Dans une interview avec Al Jazeera TV, le Secrétaire général du PDAM interdit, Ahmed Dgharni, a déclaré qu’il « ne voit aucun motif qui pourrait empêcher de normaliser les relations avec Israël ». D’autre part, l’Activiste Amazigh Abdellah Oubari de l’Association Souss Al Alima voit que la création d’une association juive amazigh est un accomplissement de l’appel des Etats-Unis aux pays islamiques pour normaliser leurs relations avec Israël et insiste pour que le Maroc le fasse.

La date des préparatifs de cette association, début 2007, dit long sur le but de sa création qui a dû attendre 2009 pour sortir à la lumière.
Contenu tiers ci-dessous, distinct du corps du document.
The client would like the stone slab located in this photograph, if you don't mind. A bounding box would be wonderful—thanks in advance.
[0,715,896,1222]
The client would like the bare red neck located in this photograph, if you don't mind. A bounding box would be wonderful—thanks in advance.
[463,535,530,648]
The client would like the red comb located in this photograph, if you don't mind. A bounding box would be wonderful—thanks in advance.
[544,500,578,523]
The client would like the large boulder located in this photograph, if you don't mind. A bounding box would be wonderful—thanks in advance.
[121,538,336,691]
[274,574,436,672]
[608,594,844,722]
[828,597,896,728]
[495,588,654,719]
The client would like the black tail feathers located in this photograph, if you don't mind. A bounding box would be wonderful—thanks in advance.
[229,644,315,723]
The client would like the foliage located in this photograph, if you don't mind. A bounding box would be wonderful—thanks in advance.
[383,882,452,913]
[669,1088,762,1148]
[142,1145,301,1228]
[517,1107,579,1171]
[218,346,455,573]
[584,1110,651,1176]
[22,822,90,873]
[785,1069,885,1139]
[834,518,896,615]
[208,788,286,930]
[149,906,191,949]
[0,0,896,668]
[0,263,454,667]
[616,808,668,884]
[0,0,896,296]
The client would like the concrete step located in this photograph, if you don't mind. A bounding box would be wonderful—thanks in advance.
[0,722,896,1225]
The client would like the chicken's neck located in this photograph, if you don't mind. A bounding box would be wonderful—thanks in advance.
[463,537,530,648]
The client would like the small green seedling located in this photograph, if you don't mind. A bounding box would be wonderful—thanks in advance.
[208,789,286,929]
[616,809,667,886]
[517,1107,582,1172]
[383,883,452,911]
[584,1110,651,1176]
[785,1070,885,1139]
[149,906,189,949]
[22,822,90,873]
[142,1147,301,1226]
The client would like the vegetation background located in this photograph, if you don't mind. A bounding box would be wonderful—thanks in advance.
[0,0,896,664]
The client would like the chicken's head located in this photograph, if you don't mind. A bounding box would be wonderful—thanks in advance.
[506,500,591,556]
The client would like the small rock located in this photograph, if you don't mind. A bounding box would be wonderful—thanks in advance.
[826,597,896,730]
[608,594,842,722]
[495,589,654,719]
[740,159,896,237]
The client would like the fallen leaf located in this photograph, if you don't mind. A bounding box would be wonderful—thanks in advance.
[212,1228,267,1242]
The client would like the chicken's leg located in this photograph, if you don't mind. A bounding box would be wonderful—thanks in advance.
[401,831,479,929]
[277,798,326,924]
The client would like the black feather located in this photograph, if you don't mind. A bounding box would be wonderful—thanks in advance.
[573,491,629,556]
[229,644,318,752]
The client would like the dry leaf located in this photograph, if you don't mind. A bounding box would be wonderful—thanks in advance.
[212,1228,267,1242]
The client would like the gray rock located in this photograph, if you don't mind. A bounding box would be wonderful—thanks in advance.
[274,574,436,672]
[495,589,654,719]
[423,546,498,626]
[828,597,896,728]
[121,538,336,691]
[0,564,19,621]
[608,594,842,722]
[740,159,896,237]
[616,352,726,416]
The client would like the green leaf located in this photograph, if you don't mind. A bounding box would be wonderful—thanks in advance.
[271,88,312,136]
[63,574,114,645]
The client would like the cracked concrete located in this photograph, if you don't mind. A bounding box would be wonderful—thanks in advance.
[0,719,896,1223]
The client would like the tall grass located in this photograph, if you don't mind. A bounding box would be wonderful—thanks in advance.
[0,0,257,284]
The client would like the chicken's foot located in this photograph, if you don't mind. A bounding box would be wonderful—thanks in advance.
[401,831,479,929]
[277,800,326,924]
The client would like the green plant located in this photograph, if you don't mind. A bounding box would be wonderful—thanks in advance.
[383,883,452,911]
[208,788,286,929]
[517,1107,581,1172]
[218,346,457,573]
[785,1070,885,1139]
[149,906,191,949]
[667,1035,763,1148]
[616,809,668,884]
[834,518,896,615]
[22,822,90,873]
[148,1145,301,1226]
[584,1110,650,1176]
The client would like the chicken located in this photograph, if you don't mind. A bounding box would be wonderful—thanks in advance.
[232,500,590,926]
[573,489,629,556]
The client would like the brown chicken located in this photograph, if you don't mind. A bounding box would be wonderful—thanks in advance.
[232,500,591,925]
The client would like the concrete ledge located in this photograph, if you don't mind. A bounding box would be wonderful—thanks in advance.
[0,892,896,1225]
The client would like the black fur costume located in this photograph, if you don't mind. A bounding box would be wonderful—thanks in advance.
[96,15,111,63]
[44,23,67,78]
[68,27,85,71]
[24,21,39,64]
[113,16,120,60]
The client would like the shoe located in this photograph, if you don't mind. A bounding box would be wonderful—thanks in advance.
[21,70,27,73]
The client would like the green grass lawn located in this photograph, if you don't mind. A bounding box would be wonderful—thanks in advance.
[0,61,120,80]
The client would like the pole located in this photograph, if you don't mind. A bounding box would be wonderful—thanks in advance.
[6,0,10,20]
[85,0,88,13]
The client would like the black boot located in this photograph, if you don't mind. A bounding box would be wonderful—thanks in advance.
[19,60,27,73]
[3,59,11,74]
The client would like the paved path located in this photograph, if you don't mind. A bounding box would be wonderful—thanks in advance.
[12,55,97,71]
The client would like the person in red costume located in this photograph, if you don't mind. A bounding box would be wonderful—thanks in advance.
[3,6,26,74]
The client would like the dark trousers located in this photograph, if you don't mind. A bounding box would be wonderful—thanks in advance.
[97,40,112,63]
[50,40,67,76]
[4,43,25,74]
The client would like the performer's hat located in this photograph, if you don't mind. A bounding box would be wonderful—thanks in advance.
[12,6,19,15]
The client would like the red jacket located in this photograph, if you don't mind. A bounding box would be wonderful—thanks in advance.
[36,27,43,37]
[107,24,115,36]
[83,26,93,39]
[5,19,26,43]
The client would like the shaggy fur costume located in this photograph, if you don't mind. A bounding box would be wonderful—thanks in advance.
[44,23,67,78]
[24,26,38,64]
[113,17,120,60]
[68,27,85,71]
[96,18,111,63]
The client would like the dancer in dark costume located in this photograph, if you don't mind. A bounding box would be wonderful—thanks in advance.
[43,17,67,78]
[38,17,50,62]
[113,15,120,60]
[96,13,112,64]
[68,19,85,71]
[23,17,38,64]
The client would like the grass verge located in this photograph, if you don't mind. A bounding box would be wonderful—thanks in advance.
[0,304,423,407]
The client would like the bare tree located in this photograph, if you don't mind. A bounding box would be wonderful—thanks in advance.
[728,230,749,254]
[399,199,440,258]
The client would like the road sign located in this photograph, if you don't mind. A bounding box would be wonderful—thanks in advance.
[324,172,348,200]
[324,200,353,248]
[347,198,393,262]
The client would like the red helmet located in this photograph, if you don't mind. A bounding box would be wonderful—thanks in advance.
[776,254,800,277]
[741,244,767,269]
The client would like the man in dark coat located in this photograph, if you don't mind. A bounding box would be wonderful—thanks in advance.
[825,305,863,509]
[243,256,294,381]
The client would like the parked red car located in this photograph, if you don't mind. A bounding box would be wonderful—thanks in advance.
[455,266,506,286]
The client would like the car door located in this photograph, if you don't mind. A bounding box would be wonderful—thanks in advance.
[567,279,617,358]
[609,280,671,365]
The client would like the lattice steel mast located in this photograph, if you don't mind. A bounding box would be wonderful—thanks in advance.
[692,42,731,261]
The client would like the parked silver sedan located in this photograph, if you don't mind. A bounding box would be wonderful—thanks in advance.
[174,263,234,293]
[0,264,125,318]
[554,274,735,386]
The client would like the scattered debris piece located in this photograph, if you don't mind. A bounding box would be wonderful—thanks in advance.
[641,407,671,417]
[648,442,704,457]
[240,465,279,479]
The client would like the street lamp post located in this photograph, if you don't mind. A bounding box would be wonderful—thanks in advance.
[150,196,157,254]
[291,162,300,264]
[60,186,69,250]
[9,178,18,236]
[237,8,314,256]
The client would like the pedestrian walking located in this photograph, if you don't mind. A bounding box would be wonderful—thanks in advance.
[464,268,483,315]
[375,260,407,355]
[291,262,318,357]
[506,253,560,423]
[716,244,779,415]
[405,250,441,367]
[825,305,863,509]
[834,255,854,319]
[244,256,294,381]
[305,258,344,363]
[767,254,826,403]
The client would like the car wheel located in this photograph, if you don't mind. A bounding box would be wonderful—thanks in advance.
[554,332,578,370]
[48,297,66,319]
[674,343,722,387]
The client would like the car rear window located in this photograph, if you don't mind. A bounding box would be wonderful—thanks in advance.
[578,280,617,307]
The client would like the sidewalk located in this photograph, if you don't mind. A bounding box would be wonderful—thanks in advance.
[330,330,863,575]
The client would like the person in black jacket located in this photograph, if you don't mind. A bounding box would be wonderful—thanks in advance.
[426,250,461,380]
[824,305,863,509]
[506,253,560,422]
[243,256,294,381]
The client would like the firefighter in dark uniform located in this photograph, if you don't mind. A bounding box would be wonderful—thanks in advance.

En 2007, selon RITIMO, un réseau d’information pour le développement et la solidarité internationale, c’était le dernier rebondissement de la diplomatie marocaine qui a été provoqué par la nouvelle du projet américain de mettre en place un Commandement Militaire Unifié pour l’Afrique (Africom). Voulu par G. Bush, Africom devrait constituer le rempart contre les groupes terroristes qui commencent à inquiéter les intérêts américains dans le continent africain. Les responsables militaires ont déjà pressenti plusieurs pays pour y installer Africom, ce qui suppose des centaines de soldats et des installations militaires. Certains pays, tels l’Algérie et l’Afrique du Sud, ont refusé catégoriquement alors que, selon des sources américaines, le Maroc se serait porté volontaire contre un soutien au plan marocain pour le Sahara Occidental. Mais Bush, à la fin de son mandat ne pouvait pas accepter une telle demande.

La Guerre Froide finie, la guerre de Bush contre le terrorisme discréditée, le Maroc n’est plus un rempart ni contre le communisme ni contre le terrorisme. Il s’avère vital de trouver une autre couverture pour attirer le soutien américain à l’autonomie marocaine. L’échec de l’idée de l’Africom a poussé les autorités marocaines à penser à d’autres « offres » : « Le Maroc rempart contre le courant chiîte et le Chavisme vénézuélien ». De là, la décision de rompre les relations diplomatiques avec ces deux pays. La création de cette nouvelle association amazigho-juive vient dans le contexte de cette aproche destinée à renvoyer l’image d’un Maroc capable de jouer un rôle trascendental dans le conflit arabo-israélien.

La missive adressée par Barack Obama au roi Mohamed VI indique clairement que le nouveau locataire de la Maison Blanche tourne le dos à la politique traditionnelle de son pays dans le dossier du Sahara occidental.

Le seul soutien qui reste au Maroc sont les lobbys juifs qui devront s’activer dans les prochains jours à Washington dans le but de forcer la main à l’administration d’Obama dans l’affaire du Sahara Occidental. La nouvelle association devrait s’activer dans ce but, surtout si on tient compte que les militants amazighs ont peu de sympathie pour le Front Polisario et les sahraouis qu’ils considèrent comme des amazighs renégats.

Les militants amazighs ne doivent pas se laisser emballer par cette association. Une fois son but atteint, la répression contre le courant amazigh reprendra de nouveau et, comme d’habitude, sans pitié.